North America, meanwhile, is divided among several feuding third-world nations. The largest, the Christian States of America (CSA), comprises 17 states along the East Coast and is under the dictatorial rule of an aging Lyndon B. Johnson. In 1990, the Kingdom of Mississippi is annexed, becoming the 18th state. The Evangelical Republic of Texas includes Texas, Oklahoma, New Mexico, and the Mexican state of Coahuila and is allied with the United Arab States. A nation known as the "Rocky Mountains Independent Territories" exists but is split up among small tribal factions, apparently stretching from Aspen to Oregon. The Pentecostal Gilead Heartland includes Ohio, Kentucky, Michigan, and Tennessee. A Mormon nation also exists, although based in Missouri rather than Utah. In 1990, an attempt by the CSA to annex the Kingdom of Louisiana, fueled by Lyndon Johnson's desire to claim Texas, resulted in the "Mexican Gulf War". Several events are stated to have taken place beforehand (a "Heartland War" between the CSA and a coalition of North American States which took place in the 1960's; an attempted 1958 military coup led by Richard Nixon against a Kennedy Administration; and a series of assassinations that followed against the aforementioned Kennedy family).

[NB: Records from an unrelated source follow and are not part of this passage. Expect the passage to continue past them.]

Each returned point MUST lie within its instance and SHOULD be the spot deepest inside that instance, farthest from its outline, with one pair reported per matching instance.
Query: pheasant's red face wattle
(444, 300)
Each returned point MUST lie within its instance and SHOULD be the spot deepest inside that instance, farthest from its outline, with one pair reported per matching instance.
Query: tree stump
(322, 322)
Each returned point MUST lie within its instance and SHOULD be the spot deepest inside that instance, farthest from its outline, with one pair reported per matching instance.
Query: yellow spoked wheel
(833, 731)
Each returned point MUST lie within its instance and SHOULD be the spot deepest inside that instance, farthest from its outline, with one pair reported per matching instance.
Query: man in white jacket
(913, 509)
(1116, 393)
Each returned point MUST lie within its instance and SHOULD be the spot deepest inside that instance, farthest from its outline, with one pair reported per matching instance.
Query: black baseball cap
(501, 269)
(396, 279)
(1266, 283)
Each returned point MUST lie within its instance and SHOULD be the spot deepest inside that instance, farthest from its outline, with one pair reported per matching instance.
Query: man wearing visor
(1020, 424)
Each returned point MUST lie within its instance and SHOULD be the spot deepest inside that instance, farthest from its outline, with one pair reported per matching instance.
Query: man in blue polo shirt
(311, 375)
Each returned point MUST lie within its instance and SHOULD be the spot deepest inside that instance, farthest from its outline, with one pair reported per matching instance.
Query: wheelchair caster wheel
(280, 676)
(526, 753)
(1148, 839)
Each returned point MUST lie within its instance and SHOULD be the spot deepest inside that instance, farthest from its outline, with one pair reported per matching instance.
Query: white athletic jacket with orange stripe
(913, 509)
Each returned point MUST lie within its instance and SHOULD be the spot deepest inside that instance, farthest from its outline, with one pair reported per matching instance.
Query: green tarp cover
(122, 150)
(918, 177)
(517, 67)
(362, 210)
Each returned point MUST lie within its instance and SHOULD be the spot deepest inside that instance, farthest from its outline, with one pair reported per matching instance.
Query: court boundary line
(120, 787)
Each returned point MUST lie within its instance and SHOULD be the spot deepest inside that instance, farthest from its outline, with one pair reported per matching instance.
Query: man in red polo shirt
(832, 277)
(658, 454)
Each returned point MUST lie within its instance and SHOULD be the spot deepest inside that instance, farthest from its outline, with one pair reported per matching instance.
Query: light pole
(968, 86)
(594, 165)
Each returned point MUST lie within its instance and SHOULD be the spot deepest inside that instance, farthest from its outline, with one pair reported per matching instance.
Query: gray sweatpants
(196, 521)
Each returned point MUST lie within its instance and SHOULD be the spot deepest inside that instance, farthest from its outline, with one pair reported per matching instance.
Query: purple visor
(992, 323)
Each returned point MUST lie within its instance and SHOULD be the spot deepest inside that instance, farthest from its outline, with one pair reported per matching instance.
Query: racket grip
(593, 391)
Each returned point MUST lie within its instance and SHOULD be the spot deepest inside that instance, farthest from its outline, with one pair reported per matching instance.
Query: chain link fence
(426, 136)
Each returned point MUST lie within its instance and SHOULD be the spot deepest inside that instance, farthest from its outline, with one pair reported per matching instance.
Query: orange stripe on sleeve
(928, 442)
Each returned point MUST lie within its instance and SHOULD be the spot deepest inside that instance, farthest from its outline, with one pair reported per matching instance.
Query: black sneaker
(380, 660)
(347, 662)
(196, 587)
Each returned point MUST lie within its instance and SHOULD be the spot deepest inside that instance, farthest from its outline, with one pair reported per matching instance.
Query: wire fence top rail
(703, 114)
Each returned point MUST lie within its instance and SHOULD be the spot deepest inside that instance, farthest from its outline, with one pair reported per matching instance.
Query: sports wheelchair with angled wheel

Dialogue throughout the novel mentions a terrorist group known as the World Christian Alliance (this timeline's equivalent of Al Qaeda) that uses the Rocky Mountains as its headquarters. It was also responsible for the terrorist attacks on November 9, 2001, when members crashed two hijacked planes into the Tigris and Euphrates World Trade Center Towers in Baghdad, another hitting the Arab Defense Ministry in Riyadh, and a fourth crashing after a struggle with the passengers in the Empty Quarter. It is not known who their leaders are or if they are aware of the mirage legend. The United Kingdom is this timeline's equivalent of Iran, having undergone a revolution in 1979. It is implied that Britain either never colonized India or that India became independent earlier than in our universe, since India appears to have fought in World War II on its own. During WW2, the UAS annexed the French North African Territories. The United Arab States is clearly stated to be the world's second-largest country by land area, which implies that Canada, like the United States, is also broken up into minor states. Latin America is not touched upon in the novel other than that Venezuela is an OPEC member that intervened in the Mexican Gulf War and that the Mexican state of Coahuila is a dependency of Texas. A Cold War analog, known as the "Cold Crusade", between the UAS and an Orthodox Union is mentioned. The major political parties in the United Arab States are the Arab Unity Party (the analog of the Democratic Party) and the Party of God, or POG for short (the analog of the Republican Party, often referred to as the "Grand Old Party" or GOP for short). Al Jazeera exists in this timeline as a Fox analogue with a morning talk show, called Jazeera and Friends. Fox also exists in the mirage timeline, but it appears to be reduced to being a propaganda center of Christian fundamentalists.

==Reception==
Critical reception for The Mirage has been mixed, with Publishers Weekly saying that the book was "exactly what the best popular fiction should be." The New York Post stated, "Like Philip Roth's "The Plot Against America" – the premise behind Ruff's alternate-history novel is chilling." The San Francisco Chronicle called it "audacious new novel" and stated that the title "is studded throughout with delicious little alternate-world ironies concerning the war on terror and its various participants." Kirkus Reviews noted, "The writing is good, but the characters are hard to care about and the plot doesn’t feel properly resolved". The Seattle Times praised the "straightforwardness of Ruff's approach" and stated that it gave the book a "gravitas that serves as a nod of respect for what the United States, the Iraqis and the Afghanis farther afield have gone through." The Los Angeles Times criticized The Mirage by stating that Ruff's "premise is built on spectacle rather than believable fiction."

A number of reviewers have noted the novel's similarity to the premise of Philip K. Dick's The Man in the High Castle.

The Mirage was nominated for the Sidewise Award for Alternate History.